What could be simpler?
First, most people have seen or used something similar to what they have purchased. This was not true when computers/software... was first available.
Second, the printed material was probably already outdated when it was originally printed, much more so when updates to the software/microcode have been made.
Third, the lack of enough (good) translators that can actually take the original language and make enough sense of it and carry that over to other languages.
Fourth, If something is simple enough to use without a manual, why bother printing one?
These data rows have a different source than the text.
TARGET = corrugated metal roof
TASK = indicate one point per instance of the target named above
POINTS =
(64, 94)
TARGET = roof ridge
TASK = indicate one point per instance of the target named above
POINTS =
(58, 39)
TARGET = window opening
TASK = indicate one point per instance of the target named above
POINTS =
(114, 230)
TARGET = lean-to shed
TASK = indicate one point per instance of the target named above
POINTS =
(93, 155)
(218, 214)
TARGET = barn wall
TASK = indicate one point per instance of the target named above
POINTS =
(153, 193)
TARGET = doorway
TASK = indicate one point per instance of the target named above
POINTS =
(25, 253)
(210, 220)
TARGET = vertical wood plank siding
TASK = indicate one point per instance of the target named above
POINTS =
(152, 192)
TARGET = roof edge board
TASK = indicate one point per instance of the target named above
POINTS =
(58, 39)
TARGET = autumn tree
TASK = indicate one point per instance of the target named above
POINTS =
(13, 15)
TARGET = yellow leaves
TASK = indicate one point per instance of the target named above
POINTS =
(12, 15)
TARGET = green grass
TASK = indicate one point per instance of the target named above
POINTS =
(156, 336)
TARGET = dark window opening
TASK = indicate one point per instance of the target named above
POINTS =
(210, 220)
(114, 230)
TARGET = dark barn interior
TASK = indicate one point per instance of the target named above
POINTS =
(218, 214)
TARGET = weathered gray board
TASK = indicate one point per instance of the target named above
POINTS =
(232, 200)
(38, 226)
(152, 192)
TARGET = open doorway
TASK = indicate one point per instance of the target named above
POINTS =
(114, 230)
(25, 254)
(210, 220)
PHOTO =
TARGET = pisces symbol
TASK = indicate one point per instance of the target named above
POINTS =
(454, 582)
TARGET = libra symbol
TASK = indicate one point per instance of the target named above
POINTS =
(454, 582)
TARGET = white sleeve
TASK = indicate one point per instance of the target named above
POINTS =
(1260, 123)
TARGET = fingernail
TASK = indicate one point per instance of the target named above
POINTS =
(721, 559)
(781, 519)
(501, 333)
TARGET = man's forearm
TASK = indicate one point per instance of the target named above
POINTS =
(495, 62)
Fifth, Search engines with access to Online manuals and support group sites, combined with phone/email support can answer most questions. If you need detailed information, the answers a click away.
I prefer PDFs that I file when I can find them easily. A second advantage is that most manuals have multiple languages. I can split the PDF and make one that has only the pages I want.
I have many fond memories of installing WordPerfect 5.1 on my office computer and taking the manual home to study on my own time. The manual explained almost everything you could do at that time in WordPerfect, in plain English, step by step, and with short examples. Thanks to the manual I learned how to do many things that I never actually had to myself and was often called upon by others in the office to help them. Several of us were of the same mind and studied the manual. Oh, the amazing things that got done there because several of us knew how to do extra things. I believe that manual helped to make WordPerfect the word processor of choice at that time. What a cynical, stoopid, useless time we live in now.